Fig. 1: The flow chart to show the benchmark data, feature selection, and prediction performance of CHD risk assessment.
figure 1

a gender-specific training dataset and external dataset based on physical examination data. Among them, purple indicates patients with CHD regardless of gender, and yellow indicates healthy people regardless of gender. The pink shows the female population and the blue shows the male population. The three-step feature screening scheme is as follows: b Stage 1 is an IFS curve (blue curve) generated based on the AUC sorting of a single feature. The red dot of the blue curve represents the maximum AUC. The different colors of the bar plot represent different features in the feature subset, and the height of the bar plot represents the AUC value of a single feature. c Stage 2 is a heat map used to show Pearson correlations between pairwise features. d Stage 3 refers to the IFS curve (gray curve) generated after feature sorting based on the Gini coefficient. Red points on the gray curve represent the maximum value of AUC. Different colors of the histogram represent different features, and the height of the histogram represents the Gini coefficient value of a single feature. e The Gini impurity of each feature in Stage 3 and the AUC values of feature subsets generated by IFS strategy. f The ROC curves of CHD risk assessment model on male training cohort. g The ROC curves of CHD risk assessment model on female training cohort. h The ROC curves of the CHD risk assessment model on external validation cohort of males. i The ROC curves of the CHD risk assessment model on an external validation cohort of females. j The ROC curves of CHD risk scorecard on training cohort of males. k The ROC curves of CHD risk scorecard on training cohort of females. l The ROC curves of CHD risk scorecard on external validation cohort of males. m The ROC curves of CHD risk scorecard on external validation cohort of females.

Results

The preparation of physical examination data

A sufficient amount of real data is the basis for constructing a reliable high-performance model. We obtained the physical examination data from January 2018 to October 2021 from the Electronic Medical Record (EMR) of the Luzhou Municipal Health Commission in China. The sample includes healthy individuals and CHD patients diagnosed with luminal stenosis with a diameter ≥50% through coronary angiograph.

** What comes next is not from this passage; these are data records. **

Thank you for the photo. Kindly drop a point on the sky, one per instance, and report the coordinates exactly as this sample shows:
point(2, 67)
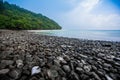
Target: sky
point(77, 14)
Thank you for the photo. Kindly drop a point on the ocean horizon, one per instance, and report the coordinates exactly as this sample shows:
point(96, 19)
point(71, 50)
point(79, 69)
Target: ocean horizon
point(104, 35)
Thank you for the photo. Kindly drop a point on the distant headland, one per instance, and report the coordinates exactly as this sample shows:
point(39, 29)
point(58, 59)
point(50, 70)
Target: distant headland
point(14, 17)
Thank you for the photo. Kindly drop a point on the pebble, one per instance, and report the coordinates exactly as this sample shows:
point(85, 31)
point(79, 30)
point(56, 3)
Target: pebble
point(15, 74)
point(66, 68)
point(4, 71)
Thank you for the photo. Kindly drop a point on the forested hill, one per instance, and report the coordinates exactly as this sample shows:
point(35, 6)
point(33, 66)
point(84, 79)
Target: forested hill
point(14, 17)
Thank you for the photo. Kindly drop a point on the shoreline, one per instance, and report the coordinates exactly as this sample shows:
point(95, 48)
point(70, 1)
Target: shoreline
point(56, 58)
point(90, 34)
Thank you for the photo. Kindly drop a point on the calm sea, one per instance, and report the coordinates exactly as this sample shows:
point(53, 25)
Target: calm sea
point(107, 35)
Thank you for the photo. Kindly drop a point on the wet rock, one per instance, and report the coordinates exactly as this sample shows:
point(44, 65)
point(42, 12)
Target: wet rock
point(57, 63)
point(7, 62)
point(4, 71)
point(84, 77)
point(116, 59)
point(19, 63)
point(15, 73)
point(62, 61)
point(87, 68)
point(52, 73)
point(108, 77)
point(67, 58)
point(63, 78)
point(61, 72)
point(35, 70)
point(79, 70)
point(96, 76)
point(73, 76)
point(66, 68)
point(33, 78)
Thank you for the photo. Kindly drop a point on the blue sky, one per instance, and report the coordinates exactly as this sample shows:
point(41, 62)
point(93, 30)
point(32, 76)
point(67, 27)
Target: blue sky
point(77, 14)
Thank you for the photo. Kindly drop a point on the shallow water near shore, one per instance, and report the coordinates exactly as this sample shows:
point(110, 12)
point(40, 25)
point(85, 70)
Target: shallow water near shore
point(107, 35)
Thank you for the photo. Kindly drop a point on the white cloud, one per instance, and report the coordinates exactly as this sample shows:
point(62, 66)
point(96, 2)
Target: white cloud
point(83, 16)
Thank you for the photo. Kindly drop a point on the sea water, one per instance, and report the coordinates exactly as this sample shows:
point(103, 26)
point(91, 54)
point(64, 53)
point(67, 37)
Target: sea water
point(106, 35)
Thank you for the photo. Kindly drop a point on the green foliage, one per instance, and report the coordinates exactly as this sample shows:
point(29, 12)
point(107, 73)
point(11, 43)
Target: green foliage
point(14, 17)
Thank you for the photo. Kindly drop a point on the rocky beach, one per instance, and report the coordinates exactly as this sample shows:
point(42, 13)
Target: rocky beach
point(28, 56)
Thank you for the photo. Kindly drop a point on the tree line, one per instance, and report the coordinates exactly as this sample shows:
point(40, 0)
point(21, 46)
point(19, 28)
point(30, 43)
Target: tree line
point(14, 17)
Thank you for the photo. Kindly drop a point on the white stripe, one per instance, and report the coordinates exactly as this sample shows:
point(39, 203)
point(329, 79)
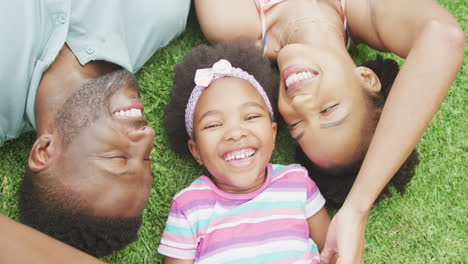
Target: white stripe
point(268, 196)
point(191, 188)
point(315, 205)
point(288, 170)
point(174, 253)
point(177, 222)
point(254, 220)
point(177, 245)
point(199, 215)
point(249, 251)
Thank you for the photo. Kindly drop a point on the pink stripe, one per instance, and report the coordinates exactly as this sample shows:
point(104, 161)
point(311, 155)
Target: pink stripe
point(256, 214)
point(261, 228)
point(313, 256)
point(177, 238)
point(187, 197)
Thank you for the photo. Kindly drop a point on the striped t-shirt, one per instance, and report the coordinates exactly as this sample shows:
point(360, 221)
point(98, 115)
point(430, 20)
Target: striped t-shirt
point(268, 225)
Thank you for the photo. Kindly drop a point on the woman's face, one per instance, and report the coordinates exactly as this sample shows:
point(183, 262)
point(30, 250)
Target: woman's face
point(321, 98)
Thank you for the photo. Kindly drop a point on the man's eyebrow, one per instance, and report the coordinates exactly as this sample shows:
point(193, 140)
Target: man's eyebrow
point(298, 137)
point(334, 123)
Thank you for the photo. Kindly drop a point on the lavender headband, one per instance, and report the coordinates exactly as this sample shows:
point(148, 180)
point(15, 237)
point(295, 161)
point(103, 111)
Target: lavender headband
point(204, 77)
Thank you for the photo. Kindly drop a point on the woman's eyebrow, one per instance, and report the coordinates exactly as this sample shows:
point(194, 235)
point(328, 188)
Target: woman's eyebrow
point(334, 123)
point(252, 104)
point(209, 113)
point(298, 137)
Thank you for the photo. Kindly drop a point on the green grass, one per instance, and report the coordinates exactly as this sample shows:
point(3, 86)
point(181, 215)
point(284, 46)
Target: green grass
point(429, 224)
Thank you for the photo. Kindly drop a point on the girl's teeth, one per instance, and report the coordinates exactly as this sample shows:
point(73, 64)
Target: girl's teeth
point(129, 113)
point(239, 155)
point(296, 77)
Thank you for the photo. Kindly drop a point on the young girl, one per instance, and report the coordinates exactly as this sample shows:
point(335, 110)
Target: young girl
point(247, 210)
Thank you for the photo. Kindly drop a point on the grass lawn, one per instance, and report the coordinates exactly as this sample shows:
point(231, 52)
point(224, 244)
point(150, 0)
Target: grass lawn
point(428, 224)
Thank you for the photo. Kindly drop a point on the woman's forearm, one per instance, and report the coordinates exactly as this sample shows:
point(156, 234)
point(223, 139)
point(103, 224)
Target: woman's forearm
point(21, 244)
point(423, 81)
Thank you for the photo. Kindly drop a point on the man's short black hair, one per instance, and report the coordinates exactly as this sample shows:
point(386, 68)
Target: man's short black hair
point(51, 208)
point(58, 213)
point(241, 53)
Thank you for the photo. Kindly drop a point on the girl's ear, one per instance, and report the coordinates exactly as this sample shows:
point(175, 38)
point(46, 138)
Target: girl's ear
point(194, 150)
point(42, 153)
point(370, 79)
point(274, 127)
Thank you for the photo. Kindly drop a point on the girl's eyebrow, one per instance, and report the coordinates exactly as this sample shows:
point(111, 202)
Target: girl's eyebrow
point(209, 113)
point(244, 105)
point(334, 123)
point(253, 104)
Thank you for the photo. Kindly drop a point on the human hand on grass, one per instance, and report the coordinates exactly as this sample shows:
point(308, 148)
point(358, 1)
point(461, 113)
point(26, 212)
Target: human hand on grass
point(345, 237)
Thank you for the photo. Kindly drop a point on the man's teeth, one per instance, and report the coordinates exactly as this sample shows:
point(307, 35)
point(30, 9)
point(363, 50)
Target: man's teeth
point(239, 154)
point(297, 77)
point(129, 113)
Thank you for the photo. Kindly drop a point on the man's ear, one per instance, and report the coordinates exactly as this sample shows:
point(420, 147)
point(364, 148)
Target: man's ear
point(194, 150)
point(370, 79)
point(42, 153)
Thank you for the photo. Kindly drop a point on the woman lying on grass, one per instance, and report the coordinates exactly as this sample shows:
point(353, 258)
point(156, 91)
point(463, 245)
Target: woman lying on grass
point(334, 108)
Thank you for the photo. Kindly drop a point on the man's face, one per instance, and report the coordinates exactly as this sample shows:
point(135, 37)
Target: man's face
point(105, 161)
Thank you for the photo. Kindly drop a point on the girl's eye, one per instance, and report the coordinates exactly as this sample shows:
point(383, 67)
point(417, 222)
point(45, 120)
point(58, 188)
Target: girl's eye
point(212, 126)
point(290, 127)
point(327, 110)
point(252, 117)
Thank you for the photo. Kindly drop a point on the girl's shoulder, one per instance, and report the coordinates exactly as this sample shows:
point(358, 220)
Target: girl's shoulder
point(280, 171)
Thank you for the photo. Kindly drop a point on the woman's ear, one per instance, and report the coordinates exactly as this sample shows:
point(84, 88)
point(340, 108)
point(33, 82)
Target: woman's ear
point(370, 79)
point(42, 153)
point(194, 150)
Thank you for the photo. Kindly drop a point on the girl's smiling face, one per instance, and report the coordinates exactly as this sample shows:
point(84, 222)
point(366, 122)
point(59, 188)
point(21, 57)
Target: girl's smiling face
point(233, 135)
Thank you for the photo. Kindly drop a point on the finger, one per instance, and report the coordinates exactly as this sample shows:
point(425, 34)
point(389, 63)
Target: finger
point(327, 254)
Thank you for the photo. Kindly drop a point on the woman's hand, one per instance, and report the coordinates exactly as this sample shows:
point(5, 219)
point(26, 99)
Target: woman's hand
point(345, 237)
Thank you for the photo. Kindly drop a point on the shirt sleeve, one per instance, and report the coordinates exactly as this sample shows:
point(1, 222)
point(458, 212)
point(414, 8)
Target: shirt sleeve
point(178, 240)
point(315, 200)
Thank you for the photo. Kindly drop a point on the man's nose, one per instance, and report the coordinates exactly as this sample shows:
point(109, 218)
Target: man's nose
point(142, 134)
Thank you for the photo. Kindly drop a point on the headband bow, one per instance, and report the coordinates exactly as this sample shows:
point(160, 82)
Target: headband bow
point(204, 77)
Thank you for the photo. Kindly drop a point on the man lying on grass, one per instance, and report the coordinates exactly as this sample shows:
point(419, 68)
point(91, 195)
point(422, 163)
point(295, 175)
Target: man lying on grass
point(66, 71)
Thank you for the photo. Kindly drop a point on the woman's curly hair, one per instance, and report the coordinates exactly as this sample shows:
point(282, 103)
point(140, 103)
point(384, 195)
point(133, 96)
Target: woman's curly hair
point(240, 53)
point(335, 183)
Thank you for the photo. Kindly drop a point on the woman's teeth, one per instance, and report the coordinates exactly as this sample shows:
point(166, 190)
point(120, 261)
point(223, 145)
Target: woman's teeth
point(129, 113)
point(239, 154)
point(298, 77)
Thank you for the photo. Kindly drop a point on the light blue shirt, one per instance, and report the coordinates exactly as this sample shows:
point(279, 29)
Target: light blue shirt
point(32, 32)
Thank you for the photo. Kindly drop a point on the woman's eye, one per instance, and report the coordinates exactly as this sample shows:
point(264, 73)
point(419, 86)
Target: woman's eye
point(252, 117)
point(290, 127)
point(326, 110)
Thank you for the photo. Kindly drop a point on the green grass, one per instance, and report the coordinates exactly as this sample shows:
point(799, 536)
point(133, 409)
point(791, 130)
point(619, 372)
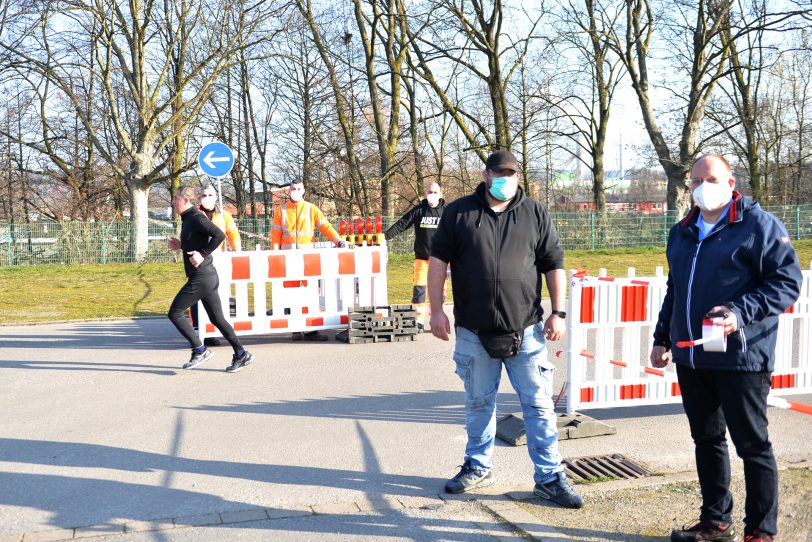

After preprocessing of the samples and physical examination indicators, we acquired a dataset of 39,538 CHD patients and 640,465 healthy individuals. The average age (standard deviation (SD)) of CHD patients is 70.95 (8.51) years, of which 31.53% are male and 68.47% are female. The average age (SD) of healthy people is 58.50 (13.71) years, of which 42.44% are male and 57.56% are female. The dataset was randomly divided into a training set for model construction and a test set for internal verification in a ratio of 7:3 (Fig. 1a). Furthermore, we also obtained external validation cohort data, including 5,707 CHD patients and 90,167 healthy people. The mean age (SD) of CHD patients is 69.93 (8.49) years, with males accounting for 35.52% and females accounting for 64.48%. The mean age (SD) of healthy people is 59.48 (13.66) years, with 47.37% males and 52.63% females (Supplementary Table 1).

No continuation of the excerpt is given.